Finocchi al forno at Union Pizza Works, 423 Troutman Street, Brooklyn, 718-628-1927
We’re unconvinced that Union has the pizza prowess to knock off Roberta’s when it comes to pie supremacy in Bushwick, but we’ll be back to give it another shot thanks to one of the appetizers. Vaguely anise-y fennel is baked soft in the oven under a coating of creamy bechemel; the dish hits the table bubbling seductively. You’ll want crusts of bread to sop up the rest of the sauce.

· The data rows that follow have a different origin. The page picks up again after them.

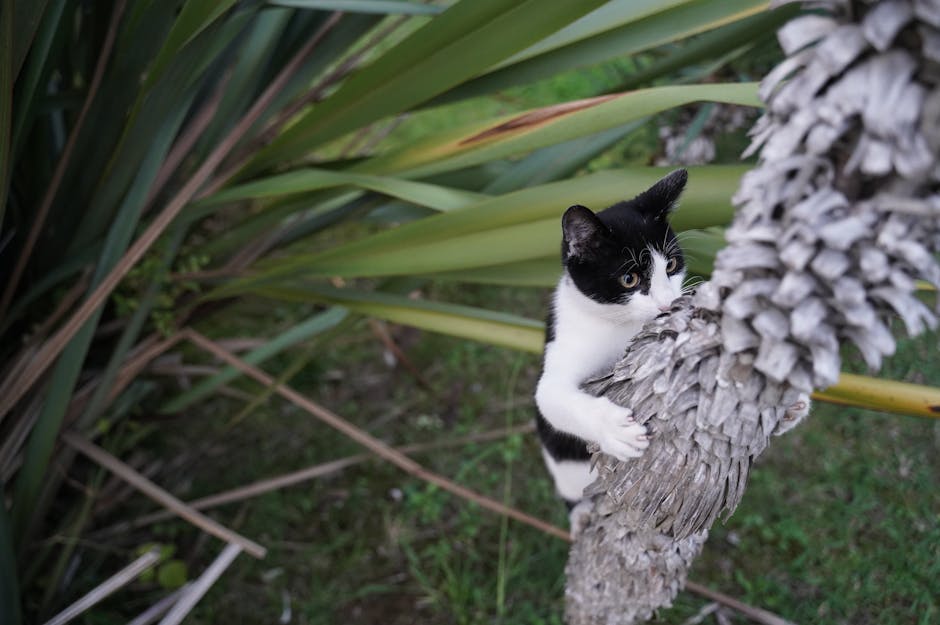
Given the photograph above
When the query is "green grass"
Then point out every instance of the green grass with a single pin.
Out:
(839, 525)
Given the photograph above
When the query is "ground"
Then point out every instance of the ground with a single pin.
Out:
(840, 522)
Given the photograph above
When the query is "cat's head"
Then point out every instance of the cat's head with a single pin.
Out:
(628, 255)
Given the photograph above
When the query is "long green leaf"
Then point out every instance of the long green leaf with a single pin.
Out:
(35, 68)
(9, 583)
(527, 335)
(6, 100)
(26, 16)
(485, 141)
(309, 179)
(611, 15)
(467, 38)
(714, 44)
(304, 330)
(66, 371)
(539, 272)
(519, 226)
(632, 36)
(699, 247)
(382, 7)
(476, 324)
(195, 16)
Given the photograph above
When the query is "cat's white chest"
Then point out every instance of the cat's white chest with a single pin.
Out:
(589, 337)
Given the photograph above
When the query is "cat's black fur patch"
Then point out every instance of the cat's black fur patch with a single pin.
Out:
(597, 249)
(560, 445)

Fresh botan shrimp and sea urchin at Kyo Ya, 94 East 7th Street, 212-982-4140
This best way to approach this seasonal kaiseki restaurant is to call ahead for the full kaiseki experience, an eight-, nine-, or ten-course hyperseasonal and metered tasting menu that exhibits this spot’s masterful work. But if you do drop in for just a dish or two, order the botan shrimp and sea urchin, a beautifully plated mixture of shimeji mushrooms, tongues of sea urchin, and salmon roe in a light, tangy, wasabi-spiked kuzu sauce.

Hamantaschen at Breads Bakery, 18 East 16th Street, 212-633-2253
Purim is this weekend, and so Breads is baking up scads of hamantaschen, the filled three-corner pastries that are traditional accoutrements to the holiday. While the bakery makes a formidable poppy seed variety, our favorite is the less-traditional marzipan, a bittersweet almond-infused bite that reminds us of breakfast croissants.

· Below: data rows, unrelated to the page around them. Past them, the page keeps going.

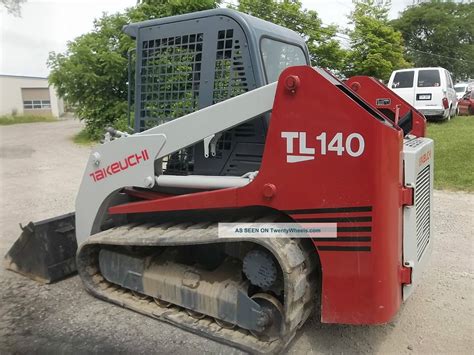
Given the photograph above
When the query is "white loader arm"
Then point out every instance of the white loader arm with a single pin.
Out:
(129, 161)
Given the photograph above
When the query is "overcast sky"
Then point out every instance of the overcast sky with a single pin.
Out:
(46, 26)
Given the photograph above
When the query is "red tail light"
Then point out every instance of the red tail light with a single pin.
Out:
(445, 103)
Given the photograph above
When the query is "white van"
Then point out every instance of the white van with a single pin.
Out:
(463, 88)
(429, 90)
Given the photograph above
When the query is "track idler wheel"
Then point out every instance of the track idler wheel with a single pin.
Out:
(223, 324)
(272, 321)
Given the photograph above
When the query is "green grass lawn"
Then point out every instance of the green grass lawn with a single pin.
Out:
(83, 138)
(454, 153)
(9, 119)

Crudite and dips at General Assembly, 360 Park Avenue South, 212-951-7111
The Flatiron’s Hurricane Club has evolved into a shiny new neighborhood bistro, and among the steak frites and obligatory burger, you’ll find a section of vegetables and dips that will, at the very least, help convince you that spring really is just around the corner. We’re partial to the sweet fava-avocado and the smoked tomato and white bean blend, which is reminiscent of hummus (though a bit more mild).

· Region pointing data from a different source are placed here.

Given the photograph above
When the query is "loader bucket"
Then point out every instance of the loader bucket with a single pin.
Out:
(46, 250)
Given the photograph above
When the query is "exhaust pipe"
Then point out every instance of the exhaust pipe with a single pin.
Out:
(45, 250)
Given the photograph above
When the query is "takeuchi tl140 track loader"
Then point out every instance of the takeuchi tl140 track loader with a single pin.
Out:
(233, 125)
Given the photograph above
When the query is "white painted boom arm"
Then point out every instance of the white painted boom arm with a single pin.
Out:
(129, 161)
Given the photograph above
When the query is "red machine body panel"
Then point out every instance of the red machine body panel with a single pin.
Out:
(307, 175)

Vegetarian combination at Zoma, 2084 Frederick Douglass Boulevard, 212-662-0620
New York’s not exactly teeming with great Ethiopian food, so this Harlem spot is shines brightly, and it’s worth making a destination. We love the lamb dishes here, and the beef kitfo is a great order, too, but it’s the vegetarian platter that’s really the star. Zoma’s stewed red lentils, chickpeas, and split peas boast varying levels of spice; scoop them up with sour injera flatbread and wash them down with a beer.